O primeiro-ministro frisou hoje, durante o debate quinzenal no Parlamento, que o Governo tentou negociar previamente o Orçamento do Estado (OE) com o PSD, obtendo dos sociais-democratas uma resposta negativa. “Quero lembrar que o Governo fez uma proposta prévia de negociação e o PSD não aceitou. Um lado quis negociar; o outro não”, afirmou.
As palavras de Sócrates eram uma resposta à questão anteriormente suscitada por Francisco Assis, líder parlamentar socialista, que perguntou ao primeiro-ministro qual a abertura e o grau de disponibilidade do Governo para, “no âmbito de uma negociação parlamentar séria”, criar condições que garantam a aprovação do Orçamento.
Sócrates rejeitou a formulação da pergunta, argumentando com a proposta do Governo ao PSD. E acrescentou: “Não posso aceitar a ideia de que o Governo não quis negociar. O Governo quis e pediu uma negociação prévia. Não aceito o juízo de considerar o Governo e a oposição na mesma posição.”

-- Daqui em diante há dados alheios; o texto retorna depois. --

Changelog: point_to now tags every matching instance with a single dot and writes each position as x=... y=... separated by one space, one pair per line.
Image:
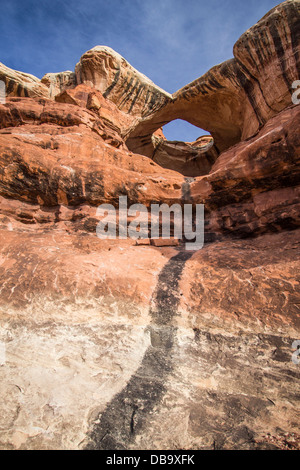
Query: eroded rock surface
x=124 y=344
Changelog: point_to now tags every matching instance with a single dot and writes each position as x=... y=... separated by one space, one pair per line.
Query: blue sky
x=173 y=42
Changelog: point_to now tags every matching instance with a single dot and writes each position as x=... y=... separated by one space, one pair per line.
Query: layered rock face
x=125 y=344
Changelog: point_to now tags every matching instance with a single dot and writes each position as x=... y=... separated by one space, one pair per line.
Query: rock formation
x=124 y=344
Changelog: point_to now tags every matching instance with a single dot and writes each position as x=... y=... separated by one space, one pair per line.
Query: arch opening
x=185 y=148
x=183 y=131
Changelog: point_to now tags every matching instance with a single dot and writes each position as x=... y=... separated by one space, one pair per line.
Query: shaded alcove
x=183 y=131
x=185 y=148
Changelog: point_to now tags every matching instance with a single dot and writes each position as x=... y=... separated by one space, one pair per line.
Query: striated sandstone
x=22 y=84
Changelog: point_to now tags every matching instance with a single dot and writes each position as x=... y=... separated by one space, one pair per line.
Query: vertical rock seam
x=125 y=415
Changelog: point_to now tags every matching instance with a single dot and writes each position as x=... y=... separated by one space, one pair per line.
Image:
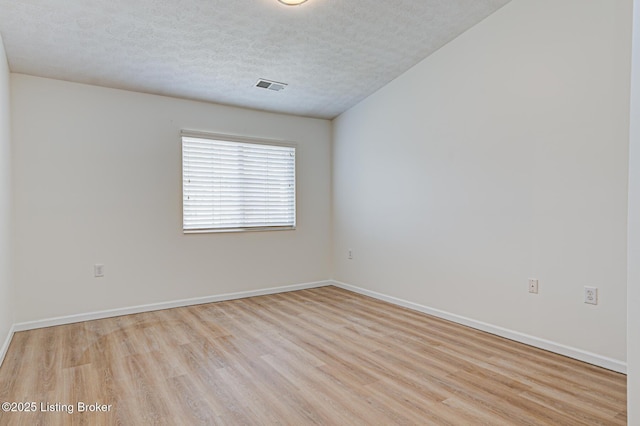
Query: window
x=232 y=184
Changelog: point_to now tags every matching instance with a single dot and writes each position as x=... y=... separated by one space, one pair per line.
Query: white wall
x=6 y=284
x=98 y=180
x=501 y=157
x=633 y=281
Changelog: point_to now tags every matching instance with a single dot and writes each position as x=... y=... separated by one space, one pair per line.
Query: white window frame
x=190 y=229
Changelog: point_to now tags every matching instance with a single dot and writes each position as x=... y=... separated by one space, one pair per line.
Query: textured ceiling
x=331 y=53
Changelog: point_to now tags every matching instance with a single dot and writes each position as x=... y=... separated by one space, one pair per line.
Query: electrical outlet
x=98 y=271
x=591 y=295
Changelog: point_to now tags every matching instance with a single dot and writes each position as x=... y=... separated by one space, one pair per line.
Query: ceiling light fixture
x=292 y=2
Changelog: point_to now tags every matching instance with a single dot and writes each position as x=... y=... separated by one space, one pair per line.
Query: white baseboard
x=589 y=357
x=5 y=345
x=89 y=316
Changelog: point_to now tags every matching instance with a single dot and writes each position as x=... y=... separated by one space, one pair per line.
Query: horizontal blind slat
x=237 y=185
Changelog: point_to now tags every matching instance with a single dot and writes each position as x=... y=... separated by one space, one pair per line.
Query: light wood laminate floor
x=321 y=356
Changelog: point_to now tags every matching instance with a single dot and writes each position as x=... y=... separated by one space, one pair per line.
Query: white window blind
x=231 y=185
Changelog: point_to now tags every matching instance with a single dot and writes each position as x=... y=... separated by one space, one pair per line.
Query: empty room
x=320 y=212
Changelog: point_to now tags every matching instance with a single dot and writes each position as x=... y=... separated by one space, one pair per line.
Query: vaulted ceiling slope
x=331 y=53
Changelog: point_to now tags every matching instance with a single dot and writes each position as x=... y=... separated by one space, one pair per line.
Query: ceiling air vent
x=271 y=85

Contudo, num momento que provocou riso nas bancadas da oposição, anunciou que o ministro das Finanças “está disponível 24 horas por dia para falar com qualquer deputado sobre o Orçamento. Trata-se de uma disponibilidade total e sem reservas.”
Em conclusão, o primeiro-ministro repetiu que “a responsabilidade não é apenas nas opções económicas; é também no domínio político”, acenando novamente com a iminência de uma crise política na eventualidade de o OE vir a ser chumbado.